Notes on Systems Performance by Brendan Gregg
Terminology
- IOPS: Reads and Writes per second
- Throughput: The rate of work performed. Example: For databases Throughput can refer to the operation rate (number of transactions per second)
- Latency: A measure of time an operation spends waiting to be serviced.
- Response time: The time for an operation to complete (including the time to transfer the result)
- Utilization: is often used for operating systems to describe device usage, such as for the CPU. Can be time based: the average amount of time the server or resource was busy (U = B/T); Capacity-base: In the context of capacity planning.
- Saturation: The degree to which more work is requested of a resource than it can process is saturation. Saturation begins to occur at 100% utilization (capacity-based). E.g. there is not a thread to respond to a request, so request must be queued
- Knee Point: the point where performance stops scaling linearly due to a resource constrain.
- Pressure Stall Information (PSI): gives averages for CPU, memory and I/O.
- inode: an index node is a data structure containing metadata for a file system object, including permissions, timestamps and data pointers.
OS Terminolgy
- Interrupts: An interrupt is a signal to the processor that some event has ocurred that needs processing and interrupts the current execution of the processor to handle it.
- Async Interrupts: Hardware devices can send Interrupt Service Requests to the processor which arrives asynchronoysly
- Sync Interrupts: Generated by Software Instructions (traps, exceptions and faults). For this interrupts, the resposible software and instructions are still on CPU.
- User land: User-level programs and libraries
- Context Switch: Switch from runnint a thread or process to another
- Mode Switch: A switch between Kernel and User Mode
Hardware related
- Hardware Counters (PMCs) are programmable hardware registers on the processor that provide low-level performance information at the CPU cycle level. Only with PMCs can you messure efficiency of the CPU instructions, the hit ratios of the CPU caches, the utilization of memory and device buses and so on.
How OS works?
Creating a process
Processes are normally created using the fork(2) system call on Unix systems (in Linux, it’s normally a wrap around clone(2) syscall). The exec(2) system call can be then called to begin execution of another program.
Stacks
A stack is a memory storage area for temporary data, organized as a LIFO list. It’s used to store less important data than that whitch fits the CPU register set.

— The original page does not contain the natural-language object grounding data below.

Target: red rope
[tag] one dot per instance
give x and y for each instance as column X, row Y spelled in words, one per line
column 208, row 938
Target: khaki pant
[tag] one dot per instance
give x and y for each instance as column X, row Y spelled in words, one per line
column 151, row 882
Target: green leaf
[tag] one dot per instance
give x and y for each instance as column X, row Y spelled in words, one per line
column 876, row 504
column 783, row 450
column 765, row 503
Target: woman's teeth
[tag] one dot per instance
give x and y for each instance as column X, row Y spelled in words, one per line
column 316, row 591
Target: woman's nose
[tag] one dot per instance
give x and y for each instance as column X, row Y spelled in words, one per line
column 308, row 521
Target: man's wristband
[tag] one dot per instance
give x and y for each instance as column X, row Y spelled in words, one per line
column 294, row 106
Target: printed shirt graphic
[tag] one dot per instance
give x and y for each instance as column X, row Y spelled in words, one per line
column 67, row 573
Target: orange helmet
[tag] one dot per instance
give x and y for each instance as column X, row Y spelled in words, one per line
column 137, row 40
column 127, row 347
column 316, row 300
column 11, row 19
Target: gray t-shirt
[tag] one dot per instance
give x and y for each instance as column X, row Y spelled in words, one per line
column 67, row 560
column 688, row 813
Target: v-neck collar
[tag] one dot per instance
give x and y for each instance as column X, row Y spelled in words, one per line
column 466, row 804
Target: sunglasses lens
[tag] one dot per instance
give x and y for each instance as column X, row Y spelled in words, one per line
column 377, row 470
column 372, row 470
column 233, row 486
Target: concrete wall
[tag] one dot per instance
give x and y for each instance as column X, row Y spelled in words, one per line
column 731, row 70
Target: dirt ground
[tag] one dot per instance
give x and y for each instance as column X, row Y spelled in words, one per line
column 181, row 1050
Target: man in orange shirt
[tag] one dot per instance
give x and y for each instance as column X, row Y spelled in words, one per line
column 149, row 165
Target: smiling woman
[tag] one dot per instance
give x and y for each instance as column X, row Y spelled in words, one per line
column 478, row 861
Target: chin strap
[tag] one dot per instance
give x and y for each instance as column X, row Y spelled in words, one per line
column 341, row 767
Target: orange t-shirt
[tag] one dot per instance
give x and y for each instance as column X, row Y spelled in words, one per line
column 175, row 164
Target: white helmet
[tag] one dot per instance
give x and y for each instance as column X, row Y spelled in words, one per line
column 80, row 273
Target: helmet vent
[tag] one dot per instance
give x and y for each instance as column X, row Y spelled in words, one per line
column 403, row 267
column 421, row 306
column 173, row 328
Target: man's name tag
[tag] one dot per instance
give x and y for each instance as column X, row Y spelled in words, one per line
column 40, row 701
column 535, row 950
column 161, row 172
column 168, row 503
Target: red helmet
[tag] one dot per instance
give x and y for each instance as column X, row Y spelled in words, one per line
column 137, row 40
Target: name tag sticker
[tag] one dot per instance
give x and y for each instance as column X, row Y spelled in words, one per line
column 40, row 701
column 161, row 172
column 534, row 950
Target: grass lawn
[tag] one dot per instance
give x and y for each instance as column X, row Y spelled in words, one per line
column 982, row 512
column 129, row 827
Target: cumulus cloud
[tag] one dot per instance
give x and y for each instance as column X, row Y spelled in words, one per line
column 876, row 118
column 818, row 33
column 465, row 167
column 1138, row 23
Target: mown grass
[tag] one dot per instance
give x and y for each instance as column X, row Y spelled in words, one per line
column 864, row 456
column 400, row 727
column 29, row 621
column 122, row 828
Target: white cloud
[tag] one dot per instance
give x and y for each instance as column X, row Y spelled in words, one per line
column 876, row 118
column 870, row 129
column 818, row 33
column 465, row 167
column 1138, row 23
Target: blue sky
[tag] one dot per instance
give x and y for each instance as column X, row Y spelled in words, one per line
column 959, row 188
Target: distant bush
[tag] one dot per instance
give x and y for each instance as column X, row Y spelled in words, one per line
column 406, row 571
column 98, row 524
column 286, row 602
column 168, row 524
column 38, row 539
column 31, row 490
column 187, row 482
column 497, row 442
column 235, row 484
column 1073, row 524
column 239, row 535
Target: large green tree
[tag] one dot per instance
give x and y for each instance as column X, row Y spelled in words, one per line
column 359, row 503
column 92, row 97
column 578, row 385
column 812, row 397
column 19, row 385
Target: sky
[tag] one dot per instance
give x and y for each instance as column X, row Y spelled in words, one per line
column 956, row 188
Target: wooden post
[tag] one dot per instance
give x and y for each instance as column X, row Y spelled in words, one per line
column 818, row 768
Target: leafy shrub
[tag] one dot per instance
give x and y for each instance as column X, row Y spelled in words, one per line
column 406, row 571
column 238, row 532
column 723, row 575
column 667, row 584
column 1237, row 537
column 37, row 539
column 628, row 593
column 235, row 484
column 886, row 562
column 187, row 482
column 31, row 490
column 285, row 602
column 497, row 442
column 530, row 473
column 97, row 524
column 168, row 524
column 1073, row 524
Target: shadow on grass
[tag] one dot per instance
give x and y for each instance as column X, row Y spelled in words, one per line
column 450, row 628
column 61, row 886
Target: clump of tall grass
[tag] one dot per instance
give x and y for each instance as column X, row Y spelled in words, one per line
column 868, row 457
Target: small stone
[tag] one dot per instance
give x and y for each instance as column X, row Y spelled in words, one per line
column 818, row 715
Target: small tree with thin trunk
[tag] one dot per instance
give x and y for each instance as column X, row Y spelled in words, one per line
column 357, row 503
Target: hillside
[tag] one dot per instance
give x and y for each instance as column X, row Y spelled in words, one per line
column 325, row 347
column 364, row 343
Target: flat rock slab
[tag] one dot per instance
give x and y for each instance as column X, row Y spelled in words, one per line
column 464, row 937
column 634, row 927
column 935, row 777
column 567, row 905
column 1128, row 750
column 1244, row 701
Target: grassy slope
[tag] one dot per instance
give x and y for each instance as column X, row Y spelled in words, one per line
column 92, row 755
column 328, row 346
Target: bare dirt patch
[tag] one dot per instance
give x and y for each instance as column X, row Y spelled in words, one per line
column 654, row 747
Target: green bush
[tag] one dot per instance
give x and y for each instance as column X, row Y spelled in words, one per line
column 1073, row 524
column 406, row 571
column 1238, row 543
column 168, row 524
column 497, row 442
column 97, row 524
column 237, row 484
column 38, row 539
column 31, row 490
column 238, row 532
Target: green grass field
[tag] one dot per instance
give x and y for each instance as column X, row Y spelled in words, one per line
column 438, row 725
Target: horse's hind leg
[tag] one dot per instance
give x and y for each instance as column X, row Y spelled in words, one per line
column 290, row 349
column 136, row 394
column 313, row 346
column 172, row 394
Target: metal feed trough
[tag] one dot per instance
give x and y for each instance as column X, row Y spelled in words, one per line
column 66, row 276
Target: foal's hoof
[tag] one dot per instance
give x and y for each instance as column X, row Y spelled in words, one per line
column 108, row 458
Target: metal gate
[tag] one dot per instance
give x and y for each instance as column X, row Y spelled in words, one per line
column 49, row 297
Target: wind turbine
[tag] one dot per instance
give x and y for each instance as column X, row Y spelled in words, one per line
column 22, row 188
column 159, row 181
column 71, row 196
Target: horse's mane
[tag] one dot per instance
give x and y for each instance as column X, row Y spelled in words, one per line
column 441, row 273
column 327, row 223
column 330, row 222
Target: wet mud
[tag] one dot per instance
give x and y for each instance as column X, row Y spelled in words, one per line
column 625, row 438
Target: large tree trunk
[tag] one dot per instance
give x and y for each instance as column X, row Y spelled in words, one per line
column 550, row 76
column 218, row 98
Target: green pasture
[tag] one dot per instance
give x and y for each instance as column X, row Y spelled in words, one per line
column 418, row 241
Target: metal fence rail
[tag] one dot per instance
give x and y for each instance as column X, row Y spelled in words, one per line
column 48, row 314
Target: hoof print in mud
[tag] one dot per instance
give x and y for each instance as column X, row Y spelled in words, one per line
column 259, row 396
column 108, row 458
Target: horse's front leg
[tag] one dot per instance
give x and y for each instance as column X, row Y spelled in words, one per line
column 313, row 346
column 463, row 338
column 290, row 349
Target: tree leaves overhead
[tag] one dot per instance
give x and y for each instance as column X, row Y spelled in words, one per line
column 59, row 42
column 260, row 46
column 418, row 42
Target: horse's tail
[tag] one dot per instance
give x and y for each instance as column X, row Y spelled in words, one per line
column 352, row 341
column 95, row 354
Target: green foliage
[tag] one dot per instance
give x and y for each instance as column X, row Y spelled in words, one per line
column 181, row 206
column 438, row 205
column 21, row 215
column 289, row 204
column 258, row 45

While executing a syscall, a process thread has two stacks: a user-level stack and a kernel-level stack.
Linux
Syscalls
- pool(2) is a system call to check for the status of file descriptors, which serves a similar function to polling, although it’s event-based so it does not suffer the performance cost of pooling. The pool(2) interface suports multiple file descritors as an array, which requires the application to scan the array when events occur to find the related file descriptor. An alternative is epool(2) which can avoid the scan and therefore will be O(1).
Tooling / Kernel
- netlink is a special socket address family for fetching kernel information. Use of netlink involves opening a socket with the AF_NETLINK address family and then using a series of send(2) and recv(2) to pass requests in binary structs. While this is more complicated interface than /proc it’s more efficient.
- strace The most common use is to start a program using strace, which prints a list of system calls made by the program.
- kprobes (https://docs.kernel.org/trace/kprobes.html) Kprobes enables you to dynamically break into any kernel routine and collect debugging and performance information non-disruptively
- uprobes similar to kprobes, but allow to dynamically instrument functions in applications and libraries in user-space
- load averages: The load average is an average of the number of runnable process over a given time period. For example, in a computer with one CPU, a load average of 10 would mean that 1 process was running on the cpu while 9 others were ready to run (e.g. not blocked for I/O). When running uptime, the load average showed is for: 1, 5 and 15 minutes. If we had 10 CPU and load average of 10, it would mean that by average for that period all CPUs were busy with at least one thread. Note: On linux, load average includes CPU, Disk and other resoures.
Application performance techniques
- Increasing the I/O size is a common strategy used by applications to improve throughtput. There is a downside when the application does not need larger I/O sizes. A database performaing 8Kbyte random reads may run more slowly with a 128Kbyte disk I/O size, since 120Kbytes are wasted.
- Buffering (data before pushing to the next level) can be used to improve write performance.
I/O
- Write-back caching: it works by treating the writes as completed after the transfer to main memory, and writing them to disk some time later. Also called asynchronous write
- Synchronous writes: for databases, only writing to main memory is unnaceptable. It’s possible to do write synchronously by using a flag when opening the file (e.g. O_SYNC)
- Commiting previous writes: Instead of syncrhonously writting individual I/O, applications may commit (flush) the previous writes using syscalls such as fsync.
- Pre-fetch: While reading, the kernel can detect a sequential read workload based on the current and previous file I/O offsets, and then predict and issue disk reads before the application request them.
- raw I/O: is issued directly to disk offsets, bypassing the file system. It has been used by some applications (databases), that can mange and cache their own data better than the filesystem cache.
- direct I/O: applications can use the file system byt bypass the file system cache.
- memory-mapped files: Memory mappings are created using the mmap(2) syscall. This avoids the syscalls and context switch overheads incurred when calling read(2) and write(2) syscalls to access file data. A disvantage of using mmapings on multiprocessor systems can be the overhead to keep each CPU MMU in sync.